In a redacted document issued after the hearing, panel chairman Anya Lewis said: ‘Dr Fowler has remained in practice during very difficult and turbulent times both personally and professionally, during which she had maintained and improved her clinical skills. 

‘The Tribunal accepted that Dr Fowler recognises the gravity of her misconduct, has developed further insight, has taken the necessary steps to remedy her misconduct. 

‘It is also satisfied that patients would not be placed at risk if Dr Fowler was to return to unrestricted clinical practice.

‘The Tribunal is therefore satisfied that she is safe to return to unrestricted practice, and that it is in the public interest for her to do so.’ 

Miss Lewis added there has been ‘no repetition or suggestion of any repetition of such conduct’ since Fowler’s conviction.   

‘The tribunal is satisfied that Dr Fowler has developed further insight and sufficiently remediated so that there is no risk of repetition,’ she added.

‘There is no requirement to issue a further sanction.’     

The medic previously claimed she drank heavily during her studies at Imperial College, adding she did not know who to turn to for help. She has since given up drinking and is serving a three year driving ban.     

Fowler had pursued her career in medicine after she excelled at Stockport Grammar school, where she was a senior prefect and attained two A* grades and an A at A Level.

She was also shortlisted for a UK Scientist of the Year award for a research project she carried out at Manchester University in 2011.

It is thought Fowler attended Clare College at Cambridge before enrolling in 2014 at Imperial College, which was founded by Prince Albert in 1845 and ranks 8th in the Times Higher Education World University.

Fowler (pictured outside court in 2018) was bailed but stopped again less than two months later in Styal, Cheshire

Fowler (pictured outside court in 2018) was bailed but stopped again less than two months later in Styal, Cheshire 

But within days of her graduation ceremony in October 2017, Fowler went out for lunch in Manchester during which she shared a bottle of wine with friends – and then drank more wine whilst at the wheel of her car.          

During her court appearance, Joseph O’Connor said: ‘Police attended a minor road traffic collision and met the defendant who was clearly intoxicated. She was swearing and slurring her words and they could smell intoxicants on her breath.

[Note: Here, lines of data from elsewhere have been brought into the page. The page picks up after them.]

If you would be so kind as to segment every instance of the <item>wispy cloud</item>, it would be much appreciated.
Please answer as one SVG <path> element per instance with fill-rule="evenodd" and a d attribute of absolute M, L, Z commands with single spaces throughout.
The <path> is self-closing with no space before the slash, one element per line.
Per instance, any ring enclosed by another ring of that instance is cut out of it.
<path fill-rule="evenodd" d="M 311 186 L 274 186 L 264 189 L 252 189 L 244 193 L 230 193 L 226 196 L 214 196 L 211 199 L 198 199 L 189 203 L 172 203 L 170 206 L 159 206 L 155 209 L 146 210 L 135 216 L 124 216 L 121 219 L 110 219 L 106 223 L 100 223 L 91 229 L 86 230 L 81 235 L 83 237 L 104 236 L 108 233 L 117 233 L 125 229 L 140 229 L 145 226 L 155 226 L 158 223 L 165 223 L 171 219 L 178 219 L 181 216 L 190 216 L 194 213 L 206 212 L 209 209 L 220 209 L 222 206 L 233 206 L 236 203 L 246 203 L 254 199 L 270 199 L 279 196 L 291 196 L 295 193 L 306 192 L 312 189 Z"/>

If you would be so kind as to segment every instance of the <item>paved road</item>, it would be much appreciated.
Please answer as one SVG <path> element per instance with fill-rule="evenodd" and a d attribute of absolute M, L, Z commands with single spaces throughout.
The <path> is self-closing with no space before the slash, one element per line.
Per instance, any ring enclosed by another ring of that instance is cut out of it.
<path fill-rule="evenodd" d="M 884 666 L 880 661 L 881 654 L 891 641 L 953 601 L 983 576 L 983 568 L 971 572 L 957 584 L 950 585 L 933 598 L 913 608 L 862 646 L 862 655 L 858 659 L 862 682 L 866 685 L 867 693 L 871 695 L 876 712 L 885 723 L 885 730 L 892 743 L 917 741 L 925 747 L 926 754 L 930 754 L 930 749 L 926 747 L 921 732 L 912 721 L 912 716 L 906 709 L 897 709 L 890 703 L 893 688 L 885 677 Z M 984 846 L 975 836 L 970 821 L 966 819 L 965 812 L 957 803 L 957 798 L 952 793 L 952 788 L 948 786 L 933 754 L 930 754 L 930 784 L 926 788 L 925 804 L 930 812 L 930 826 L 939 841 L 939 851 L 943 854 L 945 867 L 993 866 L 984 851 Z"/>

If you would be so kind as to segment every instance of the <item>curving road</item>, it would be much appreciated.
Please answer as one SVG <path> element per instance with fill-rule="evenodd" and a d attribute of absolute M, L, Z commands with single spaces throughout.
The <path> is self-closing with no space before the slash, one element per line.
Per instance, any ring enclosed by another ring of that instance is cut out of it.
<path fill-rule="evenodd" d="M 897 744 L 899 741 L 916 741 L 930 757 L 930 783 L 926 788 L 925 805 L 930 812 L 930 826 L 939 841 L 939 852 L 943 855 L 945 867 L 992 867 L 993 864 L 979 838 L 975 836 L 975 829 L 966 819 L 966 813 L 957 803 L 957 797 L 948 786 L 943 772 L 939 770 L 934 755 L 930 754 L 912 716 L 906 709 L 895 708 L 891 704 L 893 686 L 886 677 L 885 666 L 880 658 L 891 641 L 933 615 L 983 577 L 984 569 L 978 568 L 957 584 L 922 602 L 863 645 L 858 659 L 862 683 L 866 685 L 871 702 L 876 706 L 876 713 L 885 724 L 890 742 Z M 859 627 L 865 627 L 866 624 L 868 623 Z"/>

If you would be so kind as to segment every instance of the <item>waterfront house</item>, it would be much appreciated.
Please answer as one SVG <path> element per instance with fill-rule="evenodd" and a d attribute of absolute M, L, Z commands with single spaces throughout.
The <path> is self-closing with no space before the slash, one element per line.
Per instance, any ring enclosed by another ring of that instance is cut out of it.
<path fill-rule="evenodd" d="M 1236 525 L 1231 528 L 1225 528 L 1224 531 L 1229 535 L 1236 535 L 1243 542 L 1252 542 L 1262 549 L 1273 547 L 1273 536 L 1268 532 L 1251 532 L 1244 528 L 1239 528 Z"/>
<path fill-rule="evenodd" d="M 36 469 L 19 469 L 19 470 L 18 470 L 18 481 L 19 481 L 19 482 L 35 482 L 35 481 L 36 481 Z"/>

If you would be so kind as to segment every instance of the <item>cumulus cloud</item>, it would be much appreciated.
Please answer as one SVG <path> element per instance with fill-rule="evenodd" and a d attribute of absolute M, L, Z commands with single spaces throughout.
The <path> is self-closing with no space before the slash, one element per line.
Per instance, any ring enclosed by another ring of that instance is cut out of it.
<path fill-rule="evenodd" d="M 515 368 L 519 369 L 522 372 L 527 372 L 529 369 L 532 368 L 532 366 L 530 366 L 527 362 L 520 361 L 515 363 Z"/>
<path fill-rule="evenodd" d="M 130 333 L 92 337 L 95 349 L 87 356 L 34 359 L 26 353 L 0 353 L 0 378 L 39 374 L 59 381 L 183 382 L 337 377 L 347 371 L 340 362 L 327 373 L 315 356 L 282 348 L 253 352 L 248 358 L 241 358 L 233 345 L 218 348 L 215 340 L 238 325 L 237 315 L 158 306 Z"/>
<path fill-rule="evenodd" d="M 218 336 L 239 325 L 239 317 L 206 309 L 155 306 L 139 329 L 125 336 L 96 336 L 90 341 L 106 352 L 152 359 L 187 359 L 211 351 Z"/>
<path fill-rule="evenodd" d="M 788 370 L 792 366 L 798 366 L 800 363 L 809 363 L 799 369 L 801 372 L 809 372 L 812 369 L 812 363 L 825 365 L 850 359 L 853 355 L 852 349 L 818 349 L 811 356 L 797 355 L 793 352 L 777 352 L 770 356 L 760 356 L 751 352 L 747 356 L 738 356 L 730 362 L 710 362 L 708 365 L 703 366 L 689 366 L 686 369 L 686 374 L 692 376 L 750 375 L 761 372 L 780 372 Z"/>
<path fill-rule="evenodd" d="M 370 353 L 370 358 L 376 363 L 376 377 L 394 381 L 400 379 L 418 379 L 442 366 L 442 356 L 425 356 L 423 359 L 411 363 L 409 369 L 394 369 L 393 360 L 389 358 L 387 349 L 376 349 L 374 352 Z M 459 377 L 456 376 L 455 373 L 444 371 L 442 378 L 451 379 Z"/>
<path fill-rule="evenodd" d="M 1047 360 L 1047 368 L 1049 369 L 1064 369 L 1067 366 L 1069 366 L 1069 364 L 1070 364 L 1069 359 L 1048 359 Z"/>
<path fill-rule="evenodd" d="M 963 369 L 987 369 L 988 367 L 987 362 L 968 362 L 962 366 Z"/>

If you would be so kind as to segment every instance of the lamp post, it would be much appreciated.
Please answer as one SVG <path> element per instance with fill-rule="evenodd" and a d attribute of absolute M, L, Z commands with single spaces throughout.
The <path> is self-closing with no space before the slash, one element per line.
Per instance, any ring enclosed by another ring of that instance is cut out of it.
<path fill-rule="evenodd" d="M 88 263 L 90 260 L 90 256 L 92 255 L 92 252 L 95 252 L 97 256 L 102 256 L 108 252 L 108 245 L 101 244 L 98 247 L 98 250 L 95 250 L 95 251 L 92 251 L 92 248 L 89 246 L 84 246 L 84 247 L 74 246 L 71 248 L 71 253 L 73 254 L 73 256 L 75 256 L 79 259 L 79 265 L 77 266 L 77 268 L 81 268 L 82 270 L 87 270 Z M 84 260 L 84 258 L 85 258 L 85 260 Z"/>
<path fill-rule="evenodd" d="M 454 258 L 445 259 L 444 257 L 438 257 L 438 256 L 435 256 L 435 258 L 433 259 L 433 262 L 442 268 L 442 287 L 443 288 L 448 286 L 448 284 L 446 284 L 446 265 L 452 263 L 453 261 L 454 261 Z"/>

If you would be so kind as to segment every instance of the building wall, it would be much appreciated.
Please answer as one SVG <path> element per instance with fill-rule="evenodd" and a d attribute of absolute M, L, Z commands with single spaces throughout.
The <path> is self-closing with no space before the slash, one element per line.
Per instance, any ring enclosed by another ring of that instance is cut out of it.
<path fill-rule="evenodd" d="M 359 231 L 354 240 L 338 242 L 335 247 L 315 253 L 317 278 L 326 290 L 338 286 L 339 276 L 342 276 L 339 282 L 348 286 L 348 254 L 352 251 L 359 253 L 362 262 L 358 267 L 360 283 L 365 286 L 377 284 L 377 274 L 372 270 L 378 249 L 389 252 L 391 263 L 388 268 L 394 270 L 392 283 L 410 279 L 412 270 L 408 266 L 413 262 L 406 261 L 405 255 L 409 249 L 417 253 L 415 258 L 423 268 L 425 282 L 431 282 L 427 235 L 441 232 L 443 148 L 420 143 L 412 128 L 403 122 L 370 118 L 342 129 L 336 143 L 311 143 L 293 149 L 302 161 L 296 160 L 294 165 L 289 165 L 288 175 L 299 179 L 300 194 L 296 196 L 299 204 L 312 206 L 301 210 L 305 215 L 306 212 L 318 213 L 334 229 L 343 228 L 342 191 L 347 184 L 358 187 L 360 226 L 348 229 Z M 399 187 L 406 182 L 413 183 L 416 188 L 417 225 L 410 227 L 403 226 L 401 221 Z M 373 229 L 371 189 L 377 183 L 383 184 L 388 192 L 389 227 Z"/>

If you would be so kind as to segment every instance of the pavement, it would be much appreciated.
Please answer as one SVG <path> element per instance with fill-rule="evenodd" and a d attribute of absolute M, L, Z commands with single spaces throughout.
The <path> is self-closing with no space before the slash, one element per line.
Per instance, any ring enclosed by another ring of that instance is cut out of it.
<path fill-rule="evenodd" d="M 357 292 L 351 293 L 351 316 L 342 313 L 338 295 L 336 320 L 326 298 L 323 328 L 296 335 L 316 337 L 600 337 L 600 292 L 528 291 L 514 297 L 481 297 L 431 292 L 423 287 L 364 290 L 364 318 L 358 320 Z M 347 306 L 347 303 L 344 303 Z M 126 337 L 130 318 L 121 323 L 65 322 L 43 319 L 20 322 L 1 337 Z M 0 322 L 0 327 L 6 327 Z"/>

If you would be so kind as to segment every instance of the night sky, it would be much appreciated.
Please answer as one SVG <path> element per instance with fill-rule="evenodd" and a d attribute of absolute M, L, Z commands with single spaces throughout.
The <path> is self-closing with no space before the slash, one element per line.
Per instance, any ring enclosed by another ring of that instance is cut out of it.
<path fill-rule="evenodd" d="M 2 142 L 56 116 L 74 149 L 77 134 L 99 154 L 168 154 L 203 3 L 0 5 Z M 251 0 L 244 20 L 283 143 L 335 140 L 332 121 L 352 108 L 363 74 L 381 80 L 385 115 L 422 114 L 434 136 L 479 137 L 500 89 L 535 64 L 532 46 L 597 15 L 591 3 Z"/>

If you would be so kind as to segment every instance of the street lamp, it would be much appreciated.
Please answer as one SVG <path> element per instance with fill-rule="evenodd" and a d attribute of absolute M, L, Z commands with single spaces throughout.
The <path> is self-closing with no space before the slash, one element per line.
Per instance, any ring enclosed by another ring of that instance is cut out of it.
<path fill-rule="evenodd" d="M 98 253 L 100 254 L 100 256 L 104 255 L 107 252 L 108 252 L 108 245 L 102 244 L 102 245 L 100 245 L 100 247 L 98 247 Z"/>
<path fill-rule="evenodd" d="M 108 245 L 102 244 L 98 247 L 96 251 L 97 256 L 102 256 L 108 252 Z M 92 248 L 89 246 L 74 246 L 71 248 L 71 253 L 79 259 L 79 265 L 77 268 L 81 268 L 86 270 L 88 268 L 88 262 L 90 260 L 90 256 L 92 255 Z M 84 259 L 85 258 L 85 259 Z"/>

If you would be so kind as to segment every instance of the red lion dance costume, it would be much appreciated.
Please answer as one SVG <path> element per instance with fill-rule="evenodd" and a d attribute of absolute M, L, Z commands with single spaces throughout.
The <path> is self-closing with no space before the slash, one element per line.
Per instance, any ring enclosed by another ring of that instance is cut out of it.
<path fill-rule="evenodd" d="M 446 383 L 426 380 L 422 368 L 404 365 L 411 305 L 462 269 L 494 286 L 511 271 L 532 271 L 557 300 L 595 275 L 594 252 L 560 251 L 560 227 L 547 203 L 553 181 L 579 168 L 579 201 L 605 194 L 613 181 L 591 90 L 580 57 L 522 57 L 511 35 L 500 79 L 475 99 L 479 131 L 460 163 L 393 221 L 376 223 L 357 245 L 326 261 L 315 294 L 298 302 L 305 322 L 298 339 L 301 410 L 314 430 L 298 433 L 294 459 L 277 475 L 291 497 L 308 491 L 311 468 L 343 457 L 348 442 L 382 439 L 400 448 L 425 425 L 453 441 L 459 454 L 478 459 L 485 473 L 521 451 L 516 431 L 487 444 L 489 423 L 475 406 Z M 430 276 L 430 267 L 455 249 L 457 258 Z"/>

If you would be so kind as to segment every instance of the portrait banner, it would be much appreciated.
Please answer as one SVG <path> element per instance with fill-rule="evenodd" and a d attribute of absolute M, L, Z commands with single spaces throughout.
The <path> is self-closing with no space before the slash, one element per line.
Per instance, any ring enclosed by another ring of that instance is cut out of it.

‘When they tried to speak to her they had trouble understanding what she was saying, she was incoherent and the officers assumed she was drunk.

‘As she was arrested she admitted that she had drunk two bottles of wine and was taken to the police station. She was described as acting very emotionally and she failed to provide a specimen of breath because she was so upset.’

She was bailed to face court but was held again less than two months later after being caught drink driving at the Stanneylands boutique hotel in Wilmslow.

Mr O’Connor added: ‘She collided with another car whilst trying to leave the car park of the Stanneylands Hotel. 

‘When the police arrived they tried to speak to her, but the noticed a smell of intoxicants on her breath and she was slurring her words.

‘She was taken to the police station and gave two samples of breath. In interview she made admissions and told then she had drunk half a bottle of vodka before deciding to go to the gym. She accepts she shouldn’t have driven.

‘The second offence was committed whilst she was on bail, which is an aggravating factor. She was inebriated during the accident.’

Tests showed Fowler had 112 microgrammes of alcohol in 100 millilitres of breath. The legal limit is 35mg.           

The medic had to abide by the restrictions on her job for 20 months but they were lifted with immediate effect.

Her lawyer Miles Bennett said: ‘Nothing will minimise the seriousness of Dr Fowler’s conduct but that the concerns of the 2018 Tribunal has been fully addressed by Dr Fowler. 

‘She has risen to the challenge and had exceeded it and evidence presented today by the GMC was positive and that none of it was conflicting in nature. Her fitness to practise medicine is no longer impaired by her convictions.’